The Supreme Court also property granted that branch of PMB's motion which was for summary judgment dismissing Fulton's cross-claim alleging breach of a contractual duty to procure insurance insofar as asserted against it. The subcontractor agreement between Fulton and PMB contained a section titled "INSURANCE REQUIREMENTS," which required that PMB procure comprehensive general liability insurance in a certain amount and name Fulton as an additional insured. The evidence established that PMB had procured an insurance policy compliant with the terms of the insurance procurement provision (see Meadowbrook Pointe Dev. Corp. v F & G Concrete & Brick Indus., Inc., 214 A.D.3d at 969; Perez v Morse Diesel Intl., Inc., 10 A.D.3d at 498). Contrary to Fulton's contention, the fact that the insurer later declined to defend Fulton on the basis that PMB had allegedly ceased operations at the worksite at the time of the accident did not raise a triable issue of fact as to whether PMB had procured insurance as was required under the subcontractor agreement in the first instance.

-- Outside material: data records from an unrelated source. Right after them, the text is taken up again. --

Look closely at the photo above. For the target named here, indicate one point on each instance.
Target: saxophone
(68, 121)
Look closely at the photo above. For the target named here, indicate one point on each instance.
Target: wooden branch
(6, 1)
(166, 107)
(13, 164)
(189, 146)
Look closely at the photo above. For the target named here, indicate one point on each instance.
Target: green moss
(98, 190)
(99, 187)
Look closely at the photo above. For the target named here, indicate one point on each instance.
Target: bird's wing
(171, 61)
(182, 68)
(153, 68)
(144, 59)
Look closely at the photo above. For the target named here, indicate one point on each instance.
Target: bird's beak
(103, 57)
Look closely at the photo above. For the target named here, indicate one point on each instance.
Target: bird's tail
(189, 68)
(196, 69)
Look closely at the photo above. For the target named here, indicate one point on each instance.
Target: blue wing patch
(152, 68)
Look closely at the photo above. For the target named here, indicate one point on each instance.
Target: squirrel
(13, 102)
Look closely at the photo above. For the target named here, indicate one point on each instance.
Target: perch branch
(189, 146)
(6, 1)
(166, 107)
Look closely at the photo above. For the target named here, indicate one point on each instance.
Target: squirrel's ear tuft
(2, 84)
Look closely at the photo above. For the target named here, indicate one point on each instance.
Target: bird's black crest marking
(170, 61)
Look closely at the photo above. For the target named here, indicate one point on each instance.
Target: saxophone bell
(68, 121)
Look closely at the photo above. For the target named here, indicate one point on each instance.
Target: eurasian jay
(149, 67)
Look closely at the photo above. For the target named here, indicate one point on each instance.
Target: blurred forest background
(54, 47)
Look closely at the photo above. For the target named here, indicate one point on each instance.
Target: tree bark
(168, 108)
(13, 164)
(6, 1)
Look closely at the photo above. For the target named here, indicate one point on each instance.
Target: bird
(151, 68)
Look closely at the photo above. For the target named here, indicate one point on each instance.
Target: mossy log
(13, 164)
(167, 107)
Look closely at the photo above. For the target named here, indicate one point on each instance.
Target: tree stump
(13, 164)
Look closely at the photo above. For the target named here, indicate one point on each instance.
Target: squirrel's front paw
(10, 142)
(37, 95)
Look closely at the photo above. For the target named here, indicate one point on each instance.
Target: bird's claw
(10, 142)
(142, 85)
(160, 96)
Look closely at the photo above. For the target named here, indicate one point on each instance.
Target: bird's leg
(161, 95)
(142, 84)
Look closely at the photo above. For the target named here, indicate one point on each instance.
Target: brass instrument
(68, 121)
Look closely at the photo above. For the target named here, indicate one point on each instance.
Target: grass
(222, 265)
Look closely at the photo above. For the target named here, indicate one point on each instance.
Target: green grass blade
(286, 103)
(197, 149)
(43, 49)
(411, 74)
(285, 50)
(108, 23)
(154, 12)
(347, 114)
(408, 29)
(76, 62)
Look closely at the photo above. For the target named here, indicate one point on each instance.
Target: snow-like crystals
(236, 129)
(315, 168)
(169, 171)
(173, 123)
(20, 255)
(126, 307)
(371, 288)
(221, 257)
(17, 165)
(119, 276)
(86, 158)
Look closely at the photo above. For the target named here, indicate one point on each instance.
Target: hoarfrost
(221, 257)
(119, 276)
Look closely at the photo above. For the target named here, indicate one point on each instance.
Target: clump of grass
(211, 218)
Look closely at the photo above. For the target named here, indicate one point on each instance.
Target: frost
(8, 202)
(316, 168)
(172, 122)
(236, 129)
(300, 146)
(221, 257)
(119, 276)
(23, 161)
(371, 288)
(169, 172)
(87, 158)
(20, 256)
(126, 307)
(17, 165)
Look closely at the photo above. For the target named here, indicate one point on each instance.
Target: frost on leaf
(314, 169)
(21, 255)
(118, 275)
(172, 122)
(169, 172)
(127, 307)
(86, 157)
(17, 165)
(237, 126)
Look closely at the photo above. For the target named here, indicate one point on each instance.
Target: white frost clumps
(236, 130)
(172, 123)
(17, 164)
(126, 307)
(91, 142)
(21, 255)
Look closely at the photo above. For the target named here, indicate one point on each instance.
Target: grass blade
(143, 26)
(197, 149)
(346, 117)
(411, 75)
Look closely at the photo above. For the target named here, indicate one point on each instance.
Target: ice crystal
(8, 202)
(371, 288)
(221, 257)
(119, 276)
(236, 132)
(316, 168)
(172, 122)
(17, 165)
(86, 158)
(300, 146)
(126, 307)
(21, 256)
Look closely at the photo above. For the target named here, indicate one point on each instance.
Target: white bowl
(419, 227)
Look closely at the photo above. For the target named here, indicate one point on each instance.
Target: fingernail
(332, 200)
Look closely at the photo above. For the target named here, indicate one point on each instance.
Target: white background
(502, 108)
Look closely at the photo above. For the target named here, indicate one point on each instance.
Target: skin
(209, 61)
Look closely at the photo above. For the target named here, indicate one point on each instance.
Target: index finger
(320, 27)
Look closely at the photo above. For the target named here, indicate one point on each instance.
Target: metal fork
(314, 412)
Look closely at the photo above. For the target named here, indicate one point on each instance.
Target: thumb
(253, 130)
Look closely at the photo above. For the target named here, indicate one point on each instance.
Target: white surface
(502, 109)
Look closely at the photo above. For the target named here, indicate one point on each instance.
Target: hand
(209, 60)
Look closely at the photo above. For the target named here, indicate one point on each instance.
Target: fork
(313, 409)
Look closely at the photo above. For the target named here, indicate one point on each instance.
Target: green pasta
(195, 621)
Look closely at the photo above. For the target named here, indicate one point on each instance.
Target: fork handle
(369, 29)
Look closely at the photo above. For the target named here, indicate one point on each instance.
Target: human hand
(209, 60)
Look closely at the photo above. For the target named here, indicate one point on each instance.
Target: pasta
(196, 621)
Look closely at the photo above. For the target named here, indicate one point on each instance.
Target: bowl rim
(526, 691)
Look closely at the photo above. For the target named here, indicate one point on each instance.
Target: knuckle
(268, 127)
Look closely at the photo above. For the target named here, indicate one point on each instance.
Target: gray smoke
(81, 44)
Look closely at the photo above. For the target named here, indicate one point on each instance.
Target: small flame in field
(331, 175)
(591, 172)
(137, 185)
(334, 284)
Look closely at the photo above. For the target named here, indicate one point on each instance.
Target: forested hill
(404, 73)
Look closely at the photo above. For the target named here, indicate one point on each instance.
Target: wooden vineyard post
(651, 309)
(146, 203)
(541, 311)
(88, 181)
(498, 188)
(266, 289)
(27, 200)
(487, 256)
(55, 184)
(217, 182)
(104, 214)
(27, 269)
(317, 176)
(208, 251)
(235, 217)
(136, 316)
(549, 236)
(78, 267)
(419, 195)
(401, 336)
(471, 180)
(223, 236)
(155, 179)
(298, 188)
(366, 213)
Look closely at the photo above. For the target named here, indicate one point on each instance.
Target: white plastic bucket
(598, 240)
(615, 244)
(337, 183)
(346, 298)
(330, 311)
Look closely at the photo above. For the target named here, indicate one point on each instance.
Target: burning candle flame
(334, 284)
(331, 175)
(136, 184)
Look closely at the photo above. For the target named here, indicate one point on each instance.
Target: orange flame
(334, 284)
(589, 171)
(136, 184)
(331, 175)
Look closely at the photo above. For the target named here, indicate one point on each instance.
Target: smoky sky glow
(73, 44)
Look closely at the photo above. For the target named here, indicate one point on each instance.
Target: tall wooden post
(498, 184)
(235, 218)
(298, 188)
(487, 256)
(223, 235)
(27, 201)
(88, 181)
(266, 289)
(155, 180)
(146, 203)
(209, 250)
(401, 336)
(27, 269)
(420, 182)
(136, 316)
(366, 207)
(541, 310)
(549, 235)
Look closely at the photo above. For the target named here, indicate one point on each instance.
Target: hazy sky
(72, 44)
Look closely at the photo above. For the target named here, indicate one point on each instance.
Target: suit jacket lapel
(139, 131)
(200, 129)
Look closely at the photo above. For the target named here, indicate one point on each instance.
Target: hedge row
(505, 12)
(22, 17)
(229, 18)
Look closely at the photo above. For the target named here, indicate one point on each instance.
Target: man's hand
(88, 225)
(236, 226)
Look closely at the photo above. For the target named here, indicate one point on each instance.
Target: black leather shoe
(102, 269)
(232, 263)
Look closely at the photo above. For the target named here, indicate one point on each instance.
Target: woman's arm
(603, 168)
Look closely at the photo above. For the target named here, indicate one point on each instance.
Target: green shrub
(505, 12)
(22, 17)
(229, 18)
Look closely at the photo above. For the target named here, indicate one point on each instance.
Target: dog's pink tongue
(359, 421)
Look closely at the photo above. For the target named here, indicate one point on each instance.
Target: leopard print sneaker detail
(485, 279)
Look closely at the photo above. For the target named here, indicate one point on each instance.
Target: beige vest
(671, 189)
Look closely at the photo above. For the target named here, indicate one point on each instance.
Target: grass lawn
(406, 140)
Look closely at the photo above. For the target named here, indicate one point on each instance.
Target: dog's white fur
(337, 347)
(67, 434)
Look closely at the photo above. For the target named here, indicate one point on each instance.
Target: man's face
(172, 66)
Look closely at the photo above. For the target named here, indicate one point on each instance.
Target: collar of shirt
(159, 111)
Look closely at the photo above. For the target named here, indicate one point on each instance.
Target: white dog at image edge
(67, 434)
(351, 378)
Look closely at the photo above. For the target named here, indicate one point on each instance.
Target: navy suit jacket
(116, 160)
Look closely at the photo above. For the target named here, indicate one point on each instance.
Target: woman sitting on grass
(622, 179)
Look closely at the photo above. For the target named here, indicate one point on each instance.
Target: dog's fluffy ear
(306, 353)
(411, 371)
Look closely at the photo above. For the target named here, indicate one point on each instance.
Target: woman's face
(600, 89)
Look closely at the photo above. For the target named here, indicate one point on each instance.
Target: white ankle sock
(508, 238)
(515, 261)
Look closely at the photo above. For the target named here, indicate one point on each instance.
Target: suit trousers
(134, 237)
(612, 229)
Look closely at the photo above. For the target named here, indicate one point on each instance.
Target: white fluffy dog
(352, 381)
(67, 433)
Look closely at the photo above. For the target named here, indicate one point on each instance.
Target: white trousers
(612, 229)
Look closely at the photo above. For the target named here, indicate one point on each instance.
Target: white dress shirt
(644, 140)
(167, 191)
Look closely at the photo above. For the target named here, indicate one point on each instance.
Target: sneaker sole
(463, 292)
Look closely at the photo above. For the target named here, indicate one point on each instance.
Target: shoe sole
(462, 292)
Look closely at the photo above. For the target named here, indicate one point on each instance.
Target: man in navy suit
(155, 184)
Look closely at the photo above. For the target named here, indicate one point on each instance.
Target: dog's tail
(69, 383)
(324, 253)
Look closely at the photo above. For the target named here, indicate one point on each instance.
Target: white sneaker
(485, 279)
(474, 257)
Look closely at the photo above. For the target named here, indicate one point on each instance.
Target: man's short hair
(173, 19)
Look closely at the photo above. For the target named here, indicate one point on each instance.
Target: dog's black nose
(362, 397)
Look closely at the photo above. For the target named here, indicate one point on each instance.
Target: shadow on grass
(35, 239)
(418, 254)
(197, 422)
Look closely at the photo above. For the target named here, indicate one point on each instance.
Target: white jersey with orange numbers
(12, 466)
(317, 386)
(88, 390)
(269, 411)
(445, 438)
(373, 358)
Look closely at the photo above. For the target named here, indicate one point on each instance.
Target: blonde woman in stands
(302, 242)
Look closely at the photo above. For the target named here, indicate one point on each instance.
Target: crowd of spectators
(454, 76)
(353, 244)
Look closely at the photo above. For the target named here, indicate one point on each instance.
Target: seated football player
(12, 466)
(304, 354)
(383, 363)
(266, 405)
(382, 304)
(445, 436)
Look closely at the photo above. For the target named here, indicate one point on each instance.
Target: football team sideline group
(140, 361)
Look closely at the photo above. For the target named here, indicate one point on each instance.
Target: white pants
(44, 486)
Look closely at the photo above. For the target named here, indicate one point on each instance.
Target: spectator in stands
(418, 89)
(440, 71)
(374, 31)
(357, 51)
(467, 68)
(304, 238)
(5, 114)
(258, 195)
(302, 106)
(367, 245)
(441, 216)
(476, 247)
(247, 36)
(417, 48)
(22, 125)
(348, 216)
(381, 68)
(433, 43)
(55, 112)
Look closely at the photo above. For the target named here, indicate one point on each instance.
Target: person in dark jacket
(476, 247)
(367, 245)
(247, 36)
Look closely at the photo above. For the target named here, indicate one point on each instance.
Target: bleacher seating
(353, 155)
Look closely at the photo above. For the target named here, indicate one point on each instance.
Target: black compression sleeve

The Supreme Court erred, however, in granting that branch of PMB's motion which was for summary judgment dismissing Fulton's cross-claim alleging breach of a contractual duty to maintain a safe workplace insofar as asserted against it. The subcontractor agreement between Fulton and PMB required that PMB "[c]lean up own debris and place in job site containers." In support of its motion, PMB submitted, inter alia, transcripts of the deposition testimony of the plaintiff and the principals of PMB and the defendant third-party defendant Vladimir Soukhanov, doing business as VSB Construction (hereinafter VSB). That evidence failed to establish that PMB was not present at the worksite on the day of the accident and that it did not create or contribute to the creation of the condition that allegedly caused the plaintiff's injury. Accordingly, PMB's own submissions failed to eliminate all triable issues of fact as to whether it breached its contractual duty to maintain a safe workplace by removing its own debris.
Moreover, the Supreme Court erred in granting that branch of PMB's motion which was for summary judgment dismissing Fulton's cross-claim for common-law indemnification insofar as asserted against it. "In order to establish a claim for common-law indemnification, a party must prove not only that it was not negligent, but also that the proposed indemnitor's actual negligence contributed to the accident" (Cando v Ajay Gen. Contr. Co. Inc., 200 A.D.3d 750, 752 [internal quotation marks omitted]). "A potential indemnitor is entitled to summary judgment dismissing a claim for common-law indemnification where the evidence demonstrates that the underlying injured party's accident was not solely due to its negligent performance or nonperformance of an act solely within its province" (Meadowbrook Pointe Dev. Corp. v F & G Concrete & Brick Indus., Inc., 214 A.D.3d at 969). Here, the deposition testimony transcripts submitted by PMB failed to eliminate all triable issues of fact as to whether the accident was solely due to its negligence.
IANNACCI, J.P., CHAMBERS, CHRISTOPHER and LANDICINO, JJ., concur.